[Editor’s note: This is a guest post by R. Tyler Smith and Mark Lusky. See the end of the post for their bylines. The views expressed here are their own.]
While marketplace lenders use advanced technologies to determine applicant suitability and administer loans, most continue to use traditional direct response marketing to get borrower prospects, ignoring virtually limitless ways to brand and differentiate themselves in the marketplace.
Such direct response marketing techniques as direct mail, search engine ads (Google AdWords), email/marketing automation, and cell phone text messaging focus communication on a target market or database of prospects and/or customers. Typically, there is an offer, call to action, and means to track response.

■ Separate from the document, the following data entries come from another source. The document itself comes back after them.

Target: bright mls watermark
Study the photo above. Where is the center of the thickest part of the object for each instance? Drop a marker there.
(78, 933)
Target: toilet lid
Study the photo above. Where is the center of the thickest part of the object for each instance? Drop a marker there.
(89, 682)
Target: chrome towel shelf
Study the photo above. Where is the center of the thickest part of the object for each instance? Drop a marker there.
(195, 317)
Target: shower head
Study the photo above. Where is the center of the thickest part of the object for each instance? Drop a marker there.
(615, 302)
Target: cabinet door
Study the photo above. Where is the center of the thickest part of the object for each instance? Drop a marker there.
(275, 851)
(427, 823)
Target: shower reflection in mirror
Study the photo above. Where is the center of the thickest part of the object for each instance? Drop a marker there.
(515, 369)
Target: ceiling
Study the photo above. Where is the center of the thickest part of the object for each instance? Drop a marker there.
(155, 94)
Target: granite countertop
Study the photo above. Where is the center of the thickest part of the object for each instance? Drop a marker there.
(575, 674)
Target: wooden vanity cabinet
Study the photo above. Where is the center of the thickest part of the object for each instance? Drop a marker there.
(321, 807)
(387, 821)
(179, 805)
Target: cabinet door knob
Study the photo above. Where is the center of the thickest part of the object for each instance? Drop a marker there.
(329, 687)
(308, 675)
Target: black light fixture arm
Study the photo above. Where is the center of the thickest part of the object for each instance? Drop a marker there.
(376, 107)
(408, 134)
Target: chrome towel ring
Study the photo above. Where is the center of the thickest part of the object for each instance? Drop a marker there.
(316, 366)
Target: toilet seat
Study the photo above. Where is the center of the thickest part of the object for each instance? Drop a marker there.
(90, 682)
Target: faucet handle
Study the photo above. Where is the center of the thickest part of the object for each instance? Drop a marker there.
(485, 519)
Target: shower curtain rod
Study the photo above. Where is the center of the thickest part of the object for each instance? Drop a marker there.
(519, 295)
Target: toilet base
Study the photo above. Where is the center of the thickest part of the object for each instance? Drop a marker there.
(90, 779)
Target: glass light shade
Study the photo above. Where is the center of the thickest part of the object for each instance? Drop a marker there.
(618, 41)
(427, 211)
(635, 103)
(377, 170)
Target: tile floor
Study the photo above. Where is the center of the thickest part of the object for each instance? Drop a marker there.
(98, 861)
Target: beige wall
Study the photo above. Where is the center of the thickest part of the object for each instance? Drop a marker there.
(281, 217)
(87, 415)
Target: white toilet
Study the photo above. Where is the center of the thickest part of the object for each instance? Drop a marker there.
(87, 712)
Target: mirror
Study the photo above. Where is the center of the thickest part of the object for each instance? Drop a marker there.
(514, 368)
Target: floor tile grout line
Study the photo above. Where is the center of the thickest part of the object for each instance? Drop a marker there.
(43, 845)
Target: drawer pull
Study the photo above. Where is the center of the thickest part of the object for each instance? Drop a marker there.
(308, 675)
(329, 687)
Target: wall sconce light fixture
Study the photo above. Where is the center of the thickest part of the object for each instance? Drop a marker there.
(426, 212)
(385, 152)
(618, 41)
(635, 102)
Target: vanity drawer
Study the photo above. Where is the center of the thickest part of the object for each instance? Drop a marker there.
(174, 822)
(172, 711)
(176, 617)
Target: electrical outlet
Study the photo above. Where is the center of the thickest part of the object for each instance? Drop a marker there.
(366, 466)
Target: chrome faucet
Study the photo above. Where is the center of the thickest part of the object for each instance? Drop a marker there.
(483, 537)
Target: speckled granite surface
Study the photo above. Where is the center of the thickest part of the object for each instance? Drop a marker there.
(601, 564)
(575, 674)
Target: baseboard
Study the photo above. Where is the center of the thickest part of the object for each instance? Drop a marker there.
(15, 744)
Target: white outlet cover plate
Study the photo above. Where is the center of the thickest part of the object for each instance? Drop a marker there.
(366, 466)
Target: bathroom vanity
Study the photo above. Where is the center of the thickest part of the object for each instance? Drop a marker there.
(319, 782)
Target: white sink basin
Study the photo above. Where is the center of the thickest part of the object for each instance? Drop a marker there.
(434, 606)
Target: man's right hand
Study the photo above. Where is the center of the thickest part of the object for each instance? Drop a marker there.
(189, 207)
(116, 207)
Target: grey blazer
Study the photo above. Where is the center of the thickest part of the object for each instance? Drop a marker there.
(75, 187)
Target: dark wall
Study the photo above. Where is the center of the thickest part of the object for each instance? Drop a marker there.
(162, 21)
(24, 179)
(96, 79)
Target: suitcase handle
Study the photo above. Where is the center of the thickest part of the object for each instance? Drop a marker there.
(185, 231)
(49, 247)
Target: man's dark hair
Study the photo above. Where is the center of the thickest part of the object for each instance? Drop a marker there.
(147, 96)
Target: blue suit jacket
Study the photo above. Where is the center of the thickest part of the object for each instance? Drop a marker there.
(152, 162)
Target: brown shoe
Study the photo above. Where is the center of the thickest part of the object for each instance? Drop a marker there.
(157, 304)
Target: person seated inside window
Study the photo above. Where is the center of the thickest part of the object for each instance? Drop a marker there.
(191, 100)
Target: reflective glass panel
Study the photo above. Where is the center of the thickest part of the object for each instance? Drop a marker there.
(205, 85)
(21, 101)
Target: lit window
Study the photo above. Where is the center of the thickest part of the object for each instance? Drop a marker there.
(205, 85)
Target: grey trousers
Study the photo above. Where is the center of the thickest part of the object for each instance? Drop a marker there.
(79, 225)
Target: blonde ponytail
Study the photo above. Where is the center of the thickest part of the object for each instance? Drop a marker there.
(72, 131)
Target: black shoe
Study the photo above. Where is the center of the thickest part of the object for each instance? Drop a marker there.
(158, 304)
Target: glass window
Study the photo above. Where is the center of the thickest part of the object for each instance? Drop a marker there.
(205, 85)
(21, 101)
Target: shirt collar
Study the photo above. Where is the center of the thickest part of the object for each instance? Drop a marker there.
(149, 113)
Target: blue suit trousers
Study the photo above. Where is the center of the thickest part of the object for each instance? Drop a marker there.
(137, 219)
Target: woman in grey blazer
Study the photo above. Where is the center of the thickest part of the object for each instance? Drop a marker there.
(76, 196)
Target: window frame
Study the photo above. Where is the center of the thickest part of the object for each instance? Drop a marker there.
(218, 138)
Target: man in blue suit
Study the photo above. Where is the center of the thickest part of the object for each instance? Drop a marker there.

These methods work, but at what cost? Rising popularity of marketplace lending and the number of industry players are leading to direct response saturation, driving up per-conversion costs. Many players are already at net zero (no profit from paid conversion) or relying upon a future potential conversion for profit. Instead of asking themselves how many dollars are spent getting a deal, most marketplace lenders are concentrating on transaction volume as a measure of success or failure.
The industry loves to talk about the total addressable market. While the current market has essentially doubled every year since 2009, the number of players has tripled or quadrupled. This raises the question of how these additional players will compete, a particularly poignant concern for Lending Club and Prosper, which for eight years have had limited competition.